After residency, you might go into solo practice or join a group practice or academic/hospital based dermatology practice.
You may find that you want to offer laser therapy to your patients, but aren’t sure where to start to find the best laser. In this article, I provide a few pearls on how to select which laser or light device to buy for your practice post residency.
First, wait and see what your clinical volume and flow is to determine the needs of your patient population. This might take a few months to one year. Lasers and light devices are often quite expensive and one device can be over the six-figure mark, so you want to proceed with caution to maximize utility of the device you purchase.
Once you’ve determined your patient population characteristics and practice type, then figure out what dermatologic skin diseases you’d like to treat and feel most comfortable treating.

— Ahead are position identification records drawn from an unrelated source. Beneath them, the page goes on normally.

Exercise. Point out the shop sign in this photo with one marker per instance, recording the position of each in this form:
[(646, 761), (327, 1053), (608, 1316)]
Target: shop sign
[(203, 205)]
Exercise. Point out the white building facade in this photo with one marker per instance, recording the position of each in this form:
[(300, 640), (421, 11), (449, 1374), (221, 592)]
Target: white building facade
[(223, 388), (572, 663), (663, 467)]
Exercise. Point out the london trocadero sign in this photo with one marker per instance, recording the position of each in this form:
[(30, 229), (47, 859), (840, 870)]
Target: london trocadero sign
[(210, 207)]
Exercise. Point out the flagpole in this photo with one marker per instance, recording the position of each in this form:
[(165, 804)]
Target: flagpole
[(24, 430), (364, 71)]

Purchase based upon your needs and budget. If you are a general dermatologist and the mix of patients you care for includes patients with actinic keratoses, you might want to consider incorporating photodynamic therapy into your practice. If you have a significant amount of patients with psoriasis, or happen to specialize in vitiligo therapy, you might want to consider an excimer laser. If you are at an academic medical center and treat patients with scleroderma and chronic graft versus host disease, you might want to consider adding a UVA1 phototherapy unit.

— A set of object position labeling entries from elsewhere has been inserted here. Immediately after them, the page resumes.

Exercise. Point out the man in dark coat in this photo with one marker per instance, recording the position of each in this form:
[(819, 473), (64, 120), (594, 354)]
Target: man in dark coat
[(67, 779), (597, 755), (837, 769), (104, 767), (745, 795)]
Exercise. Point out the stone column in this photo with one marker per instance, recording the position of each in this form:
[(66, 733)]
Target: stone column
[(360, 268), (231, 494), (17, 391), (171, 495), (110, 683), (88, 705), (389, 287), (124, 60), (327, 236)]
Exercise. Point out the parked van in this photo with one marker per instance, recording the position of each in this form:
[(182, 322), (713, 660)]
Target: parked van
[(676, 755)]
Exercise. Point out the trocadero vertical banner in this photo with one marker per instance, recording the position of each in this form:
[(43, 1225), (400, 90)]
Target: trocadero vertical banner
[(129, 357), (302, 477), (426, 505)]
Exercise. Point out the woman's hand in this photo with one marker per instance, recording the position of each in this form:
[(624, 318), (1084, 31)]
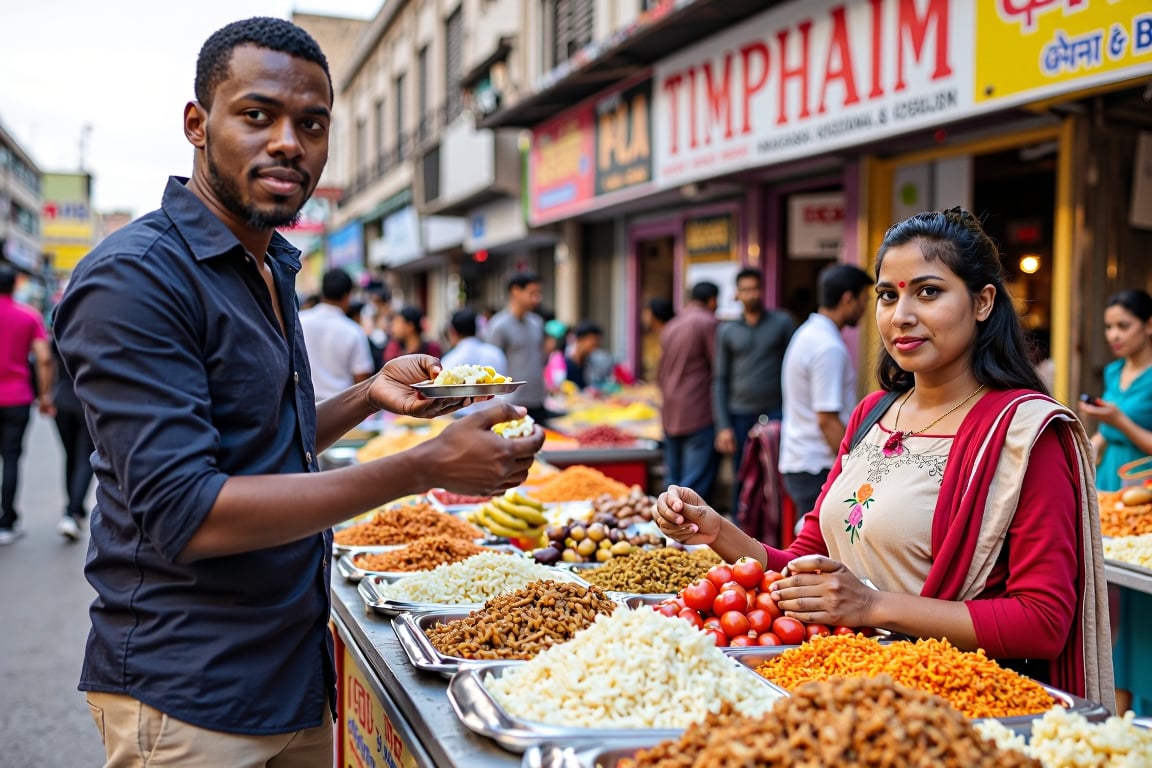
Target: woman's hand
[(391, 388), (821, 591), (681, 515)]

If you find that a significant number of your patients have vascular lesions that need therapy, consider adding a laser (KTP, PDL, or NdYAG) or intense pulsed light (IPL) device to treat these patients. The benefit of adding an IPL is that you can treat larger areas and remove hair with different filters. IPLs are typically best for treating patients with Fitzpatrick skin types I, II and III, as burning and hyperpigmentation may occur in darker skin and tan patients. If you are caring for patients with aesthetic needs, consider what those needs are and whether you have the training to utilize the laser and deal with potential complications, then go from there.
For facial rejuvenation, the two main categories include non-ablative and ablative lasers, and these vary with post-procedure patient downtime. For tattoo removal, q-switched laser systems are available on the market, which are standard care for this type of procedure.

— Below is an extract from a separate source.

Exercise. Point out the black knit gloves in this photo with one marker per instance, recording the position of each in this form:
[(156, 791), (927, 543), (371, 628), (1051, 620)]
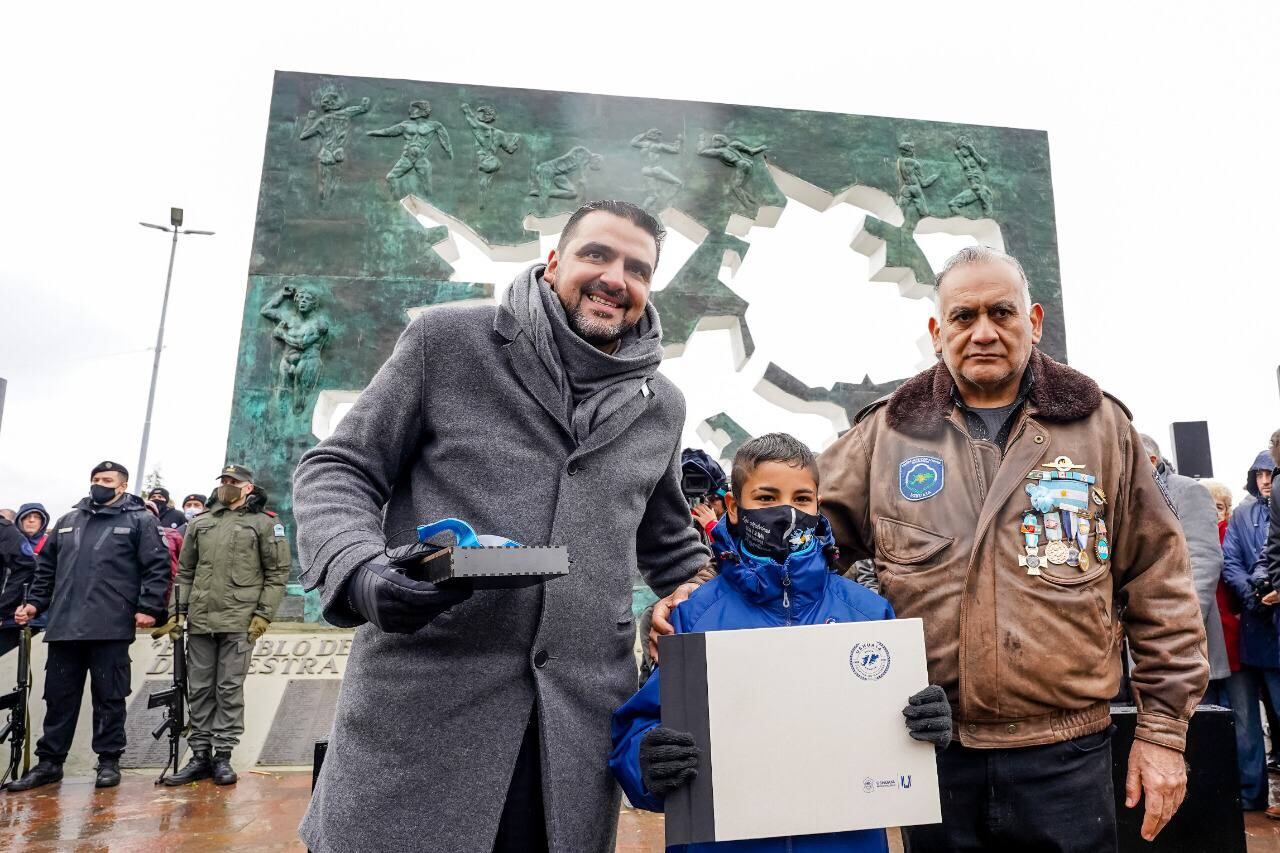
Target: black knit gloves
[(668, 760), (397, 603), (928, 716)]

Once you’ve determined the class of laser you’d like to purchase based upon your patient population needs, you need to work towards finding the right device. My pearl here is to attend conferences, walk the floors and meet with the various vendors; do your research before attending the conference, and perhaps set up meetings in advance. Sometimes the best pricing for a laser can be obtained at the conference. Consider attending the talks sponsored by the company at the trade shows. Speak with the presenters after their talk one-on-one to get their input on the laser. You might want to follow up by attending company-sponsored webinars. This allows you to interact with the company and physician presenter in a different manner by asking questions virtually in an online classroom-type setting. It will also help you to narrow your focus to one or two devices in the category you are interested in.
Finally, get the laser device in for a demo.
The company should be happy to bring the laser to you and allow you to try it for a period of time. Many companies will allow you to borrow it for a day of even weeks. By utilizing the device with your patients you will see how it performs and can assess your comfort level with it prior to purchase.